Three things happened simultaneously so fast it was breathtaking. My cousin reminded me of our secret cousin nod, that we possessed the ability at that moment to purchase ONE HUNDRED OF THEM, the shopkeeper asked “ What do you kids want?” like a Scooby-Doo classic, and my mouth watered. It was a trinity of circumstance out of my control.

All thoughts for fulfilling our quest for my step-father’s goodies evaporated quicker than you could say chocolate freckle. We bought a paper bag so large we could barely hold it. I cannot remember if I ever got into trouble, the memories must have been overcome with Jube Hallucinations. The rebellious joy of it was almost too much to handle.

On many my interview walks by myself, carrying the big heavy bag of treasure, bypassing hoons and snake-infested paddocks, I would cross the last path of fear. Jumping the cracks in the footpath and ignoring the Magpies as they sharpened their beaks on the branches like Samurais sharpening lethal swords. There was a house with The DOG. A big brown fence was the only thing keeping me away from a Rottweiler the size of Kong. He didn’t care that I was an 11-year-old bag of bones, he wanted to eat me. You could literally hear his foamy spit. Have you heard spit before? Between old mate over the road and the Rottweiller, it was a freakin spit parade.
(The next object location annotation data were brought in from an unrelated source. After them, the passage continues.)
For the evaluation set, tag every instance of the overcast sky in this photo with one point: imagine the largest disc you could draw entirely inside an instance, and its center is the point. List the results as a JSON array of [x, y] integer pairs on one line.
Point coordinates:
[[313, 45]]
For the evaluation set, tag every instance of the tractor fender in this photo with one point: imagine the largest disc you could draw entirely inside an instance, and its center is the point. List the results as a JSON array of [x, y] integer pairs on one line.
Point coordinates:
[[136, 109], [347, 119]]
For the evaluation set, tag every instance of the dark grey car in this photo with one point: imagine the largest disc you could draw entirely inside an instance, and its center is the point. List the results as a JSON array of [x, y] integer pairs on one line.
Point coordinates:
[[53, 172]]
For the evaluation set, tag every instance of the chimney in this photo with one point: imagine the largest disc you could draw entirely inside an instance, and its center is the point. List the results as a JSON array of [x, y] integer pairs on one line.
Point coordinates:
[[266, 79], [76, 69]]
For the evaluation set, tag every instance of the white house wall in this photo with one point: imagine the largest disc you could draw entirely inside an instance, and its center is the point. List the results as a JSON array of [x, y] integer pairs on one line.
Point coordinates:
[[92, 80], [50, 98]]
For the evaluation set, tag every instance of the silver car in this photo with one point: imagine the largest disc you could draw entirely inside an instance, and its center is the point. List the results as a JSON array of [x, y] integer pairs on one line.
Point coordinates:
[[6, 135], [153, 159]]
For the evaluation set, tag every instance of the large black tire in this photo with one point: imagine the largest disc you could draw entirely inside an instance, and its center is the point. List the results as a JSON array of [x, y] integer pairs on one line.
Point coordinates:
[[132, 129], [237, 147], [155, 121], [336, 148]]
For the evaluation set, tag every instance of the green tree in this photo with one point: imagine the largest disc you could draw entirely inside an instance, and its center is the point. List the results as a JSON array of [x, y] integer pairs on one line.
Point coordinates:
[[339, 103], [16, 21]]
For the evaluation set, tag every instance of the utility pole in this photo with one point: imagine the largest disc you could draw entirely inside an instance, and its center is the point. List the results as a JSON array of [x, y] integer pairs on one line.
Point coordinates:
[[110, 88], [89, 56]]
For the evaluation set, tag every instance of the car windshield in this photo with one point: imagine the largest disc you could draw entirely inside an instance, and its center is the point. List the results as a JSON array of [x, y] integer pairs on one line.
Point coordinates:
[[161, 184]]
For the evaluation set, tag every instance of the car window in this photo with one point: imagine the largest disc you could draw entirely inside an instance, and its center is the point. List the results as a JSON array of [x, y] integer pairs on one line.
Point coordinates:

So I would pretend he was Joh Bjelke Petterson and I would give him a Jana -what for’ as I ran a stick across the fence.

At the shop, the lady looked at me and smile with an “oh poor love” look. She must have recognized my frustration at being a Pulitzer prize winner in an 11-year old’s body stuck in the Bronx.

Flash-forward 30 years later, and childhood is a vast haze a whole dimension away from conscious thought. A family created. A move to the big smoke. Some brain surgery, many near-death moments, a few strokes, some blindness, 160 staples, a few bolts and plates, some recovery, a scattering of seizures, a dash of epilepsy thrown in with narcolepsy and the survival resilience of a cockroach…

Then it happened.

 I was sitting in my office and doing a phone interview with Prof. Fiona Wood. I was interviewing this terrifically skilled human who not only saves lives but is the Marie Curie of scar technology in the world. The world! Gosh moment I can tell you.

About ¾ of the way through, Fiona told me something incredibly witty and funny, and it must have been the tilt of my head with an aha-combo and a ‘yes I see” response that caused it. I am not entirely sure. Still, suddenly I was transported back into the moment of crack-jumping, snake avoiding, Jana interviewing Thug Life. My apprenticeship worked, it happened. I realized that at that moment, I held in my hands a dream realized, and it was bloody amazing. 

Jana Wendt if you are out there somewhere: you are my hero and rescuer from White Snake ballads and $2.50 worth of hot chips in 1 cent pieces.